正木 ひろし(まさき ひろし、 1896年明治29年)9月29日 - 1975年昭和50年)12月6日)は、日本弁護士である。

人物

第二次世界大戦前より軍国主義批判を繰り広げ、戦時中には官憲による拷問を告発した首なし事件で有名となった。戦後も多くの反権力裁判、冤罪裁判に関与した。1953年に起こった八海事件の弁護を担当し、その事件についての著書『裁判官』はベストセラーとなり、『真昼の暗黒』という題名で映画化された。

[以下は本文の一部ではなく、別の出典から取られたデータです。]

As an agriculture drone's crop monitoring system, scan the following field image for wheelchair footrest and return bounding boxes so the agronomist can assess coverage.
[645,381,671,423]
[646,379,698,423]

なお本名は旲(ひろし)であるが、自ら「正木ひろし」「まさき・ひろし」の表記を好んで用いた。

生涯

弁護士開業まで

1896年(明治29年)、東京府東京市本所区林町(現在の東京都墨田区)に生まれる[注 1]。父は元幕臣の家の出で、後に正木家の婿養子となった郵便局員。母は東京府高等女学校を卒業[1]後、小学校教員[注 2]として勤務していたが、正木が6歳の時肺結核で病没している。

府立三中(都立両国高校の前身)、旧制第八高等学校名古屋大学の前身)理科中退、旧制第七高等学校鹿児島大学の前身)文科を経て、 1920年(大正9年)、東京帝国大学法学部に入学、同大学在学中から千葉県立佐倉中学校(佐倉高校の前身)、長野県飯田中学校(飯田高校の前身)の英語教員として勤務、大学卒業後の1925年には弁護士事務所を東京・麹町に開業した[注 3]。主に民事事件を扱い経済的には裕福だったという。また一種の受験ノウハウ本『上級学校選定より突破まで』を著したりもした。

「近きより」

1937年(昭和12年)には個人雑誌「近きより」を発刊する。正木自身の「発刊の言葉」によれば、雑誌発行の目的は「自らの公共心と社交性の満足」のためであるという。当初は弁護士という職業柄「法律問答」などの記事、また交友を広げるという意味からか「お婿さん募集」「書生希望者紹介」などの雑記事も多かった。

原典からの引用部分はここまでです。